In the event of a query over another copy of a prohibited film, that film also has to be watched from start to finish and compared to the original. This is not a job for the easily shocked.
A small number of offerings from mainstream directors have earned a place on this list. The American director Abel Ferrara is particularly unfortunate, given that three of his films - Driller Killer, Bad Lieutenant and Dangerous Game - have received the thumbs-down from the censor. Oliver Stone's Natural Born Killers also remains on the banned list, as does Robert Rodriguez's vampire flick From Dusk Til Dawn and Paul Verhoeven's Showgirls.
Prohibited Videos
But films by big-name directors are infrequent visitors to the list of prohibited videos. Most of the current list is taken up with films which are more interesting for their titles than anything else and, perhaps unsurprisingly, display an unhealthy obsession with matters of a sexual nature.
A one-handed round of applause, then, for Genital Hospital, For Your Thighs Only, Beyond Thunderbone, Nightmare on Sex Street, Star Ship Intercourse, Thrill Street Blues, Trampire and a number of suspect tributes to secret agent 007, namely Jane Bond Meets Octopussy and Jane Bond Meets Goldenrod.
Other titles which have failed to find favour include most of the obscurely titled Mad Bull 34 series, including Part III (City of Vice) and Part IV (Copkiller) and something entitled Derriere Dynamite.
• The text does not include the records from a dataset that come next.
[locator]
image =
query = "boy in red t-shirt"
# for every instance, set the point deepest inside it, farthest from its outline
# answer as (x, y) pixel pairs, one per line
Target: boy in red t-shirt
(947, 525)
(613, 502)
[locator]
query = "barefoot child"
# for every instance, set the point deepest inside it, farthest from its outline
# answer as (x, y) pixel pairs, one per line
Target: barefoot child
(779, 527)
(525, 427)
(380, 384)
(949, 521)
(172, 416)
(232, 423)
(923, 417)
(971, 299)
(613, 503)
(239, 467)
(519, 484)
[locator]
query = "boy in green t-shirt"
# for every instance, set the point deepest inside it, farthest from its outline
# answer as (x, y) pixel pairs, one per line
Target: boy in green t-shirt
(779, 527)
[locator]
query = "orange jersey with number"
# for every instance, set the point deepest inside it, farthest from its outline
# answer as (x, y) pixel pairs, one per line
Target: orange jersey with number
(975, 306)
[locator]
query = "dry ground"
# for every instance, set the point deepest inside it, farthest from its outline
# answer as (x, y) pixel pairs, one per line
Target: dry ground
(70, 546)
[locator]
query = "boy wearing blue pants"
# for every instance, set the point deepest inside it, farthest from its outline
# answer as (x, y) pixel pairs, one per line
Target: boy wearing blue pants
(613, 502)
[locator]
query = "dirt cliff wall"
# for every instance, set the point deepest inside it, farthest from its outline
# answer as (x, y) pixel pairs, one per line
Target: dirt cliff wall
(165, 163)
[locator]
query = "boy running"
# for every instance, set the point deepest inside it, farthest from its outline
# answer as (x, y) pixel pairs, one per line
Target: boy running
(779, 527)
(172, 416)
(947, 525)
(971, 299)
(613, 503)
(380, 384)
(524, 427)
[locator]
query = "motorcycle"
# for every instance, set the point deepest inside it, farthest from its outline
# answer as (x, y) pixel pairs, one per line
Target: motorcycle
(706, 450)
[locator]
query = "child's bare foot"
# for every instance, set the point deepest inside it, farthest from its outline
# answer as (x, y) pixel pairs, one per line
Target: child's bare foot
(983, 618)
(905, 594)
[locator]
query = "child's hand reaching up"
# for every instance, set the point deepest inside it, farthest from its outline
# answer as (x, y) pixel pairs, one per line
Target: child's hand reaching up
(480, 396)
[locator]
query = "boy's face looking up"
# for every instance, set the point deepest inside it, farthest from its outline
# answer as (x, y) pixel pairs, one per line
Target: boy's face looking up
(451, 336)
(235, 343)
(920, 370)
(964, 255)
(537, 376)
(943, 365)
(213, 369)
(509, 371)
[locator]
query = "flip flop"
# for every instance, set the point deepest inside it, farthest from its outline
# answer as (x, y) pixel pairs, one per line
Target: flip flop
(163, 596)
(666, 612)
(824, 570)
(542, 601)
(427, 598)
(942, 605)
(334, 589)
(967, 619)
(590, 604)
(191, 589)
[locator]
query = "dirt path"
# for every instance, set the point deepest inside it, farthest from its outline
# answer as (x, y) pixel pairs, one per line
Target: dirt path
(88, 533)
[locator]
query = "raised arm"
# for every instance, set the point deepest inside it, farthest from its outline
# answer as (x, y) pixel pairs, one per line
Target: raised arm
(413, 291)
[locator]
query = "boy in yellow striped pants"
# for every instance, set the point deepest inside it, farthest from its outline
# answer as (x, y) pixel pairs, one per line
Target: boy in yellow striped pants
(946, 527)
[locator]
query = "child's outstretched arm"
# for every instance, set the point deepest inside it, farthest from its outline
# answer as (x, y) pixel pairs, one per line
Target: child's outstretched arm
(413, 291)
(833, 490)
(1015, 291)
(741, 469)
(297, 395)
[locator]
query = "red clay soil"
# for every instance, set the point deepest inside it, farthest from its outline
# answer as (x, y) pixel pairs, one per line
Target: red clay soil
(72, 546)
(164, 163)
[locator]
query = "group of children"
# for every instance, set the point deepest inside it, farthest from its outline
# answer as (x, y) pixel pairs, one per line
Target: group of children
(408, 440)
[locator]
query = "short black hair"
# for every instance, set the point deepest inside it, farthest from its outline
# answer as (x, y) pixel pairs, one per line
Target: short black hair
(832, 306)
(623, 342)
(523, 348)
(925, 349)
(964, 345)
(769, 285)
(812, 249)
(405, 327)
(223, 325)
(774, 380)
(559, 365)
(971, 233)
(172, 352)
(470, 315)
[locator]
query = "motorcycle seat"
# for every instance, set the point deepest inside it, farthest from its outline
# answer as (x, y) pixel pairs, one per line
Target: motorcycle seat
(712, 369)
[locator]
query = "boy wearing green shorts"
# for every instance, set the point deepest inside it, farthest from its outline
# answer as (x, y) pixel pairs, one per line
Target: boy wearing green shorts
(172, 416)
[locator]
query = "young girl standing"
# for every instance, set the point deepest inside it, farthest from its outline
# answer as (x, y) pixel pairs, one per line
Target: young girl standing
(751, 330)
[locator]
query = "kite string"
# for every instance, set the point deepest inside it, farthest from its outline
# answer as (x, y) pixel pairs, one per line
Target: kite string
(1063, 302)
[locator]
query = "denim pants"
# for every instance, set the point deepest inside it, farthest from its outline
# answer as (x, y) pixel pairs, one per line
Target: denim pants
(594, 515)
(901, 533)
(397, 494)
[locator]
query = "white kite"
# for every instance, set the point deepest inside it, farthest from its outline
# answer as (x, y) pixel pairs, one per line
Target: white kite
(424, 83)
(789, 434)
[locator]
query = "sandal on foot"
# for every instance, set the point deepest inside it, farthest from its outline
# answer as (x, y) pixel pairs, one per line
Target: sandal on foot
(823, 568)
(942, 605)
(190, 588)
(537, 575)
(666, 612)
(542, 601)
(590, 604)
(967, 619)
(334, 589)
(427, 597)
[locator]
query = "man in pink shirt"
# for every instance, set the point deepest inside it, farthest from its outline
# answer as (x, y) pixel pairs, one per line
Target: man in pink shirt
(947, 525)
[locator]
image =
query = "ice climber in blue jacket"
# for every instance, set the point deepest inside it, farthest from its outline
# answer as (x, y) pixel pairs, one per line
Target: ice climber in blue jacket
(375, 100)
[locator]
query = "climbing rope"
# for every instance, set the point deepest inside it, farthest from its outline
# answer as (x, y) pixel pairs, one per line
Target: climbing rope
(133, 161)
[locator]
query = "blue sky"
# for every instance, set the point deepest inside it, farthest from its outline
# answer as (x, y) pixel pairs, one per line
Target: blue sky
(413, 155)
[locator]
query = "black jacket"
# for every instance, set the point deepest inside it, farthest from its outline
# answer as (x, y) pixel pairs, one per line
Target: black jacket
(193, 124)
In fact, a glance through some of the titles on the video list arouses a certain amount of curiosity, if nothing else. Who, for example, is likely to protest at the censor's failure to see the merits of Jello Wrestling? Or the presumably self-explanatory My Husband in Panties? What precisely are the services offered by the She Male Nurse? In Felicity Feels on Wheels, what exactly is Felicity feeling? And what problems might an individual have which might require the attentions of Die Lustklinik?
In addition, would a punter feel short-changed if he or she purchased - illegally - a copy of The Heat Is On? According to the censor's list, The Heat Is On lasts for only one minute and 45 seconds. Next to it, the 82 minutes of The Honey Mooners is like a Russian epic.
Sadly, Hollywood Chainsaw Hookers had failed to make it on to the prohibited list, either because it was sufficiently harmless - unlikely - or because this particular piece of cinematic jetsam has failed to wash up on the Irish coast as yet.
There was one consolation: filed under "H" was something listed only as Horror Workout. Linnea Quigley, it seems, may have created her own little bit of Irish history by having her fitness video banned.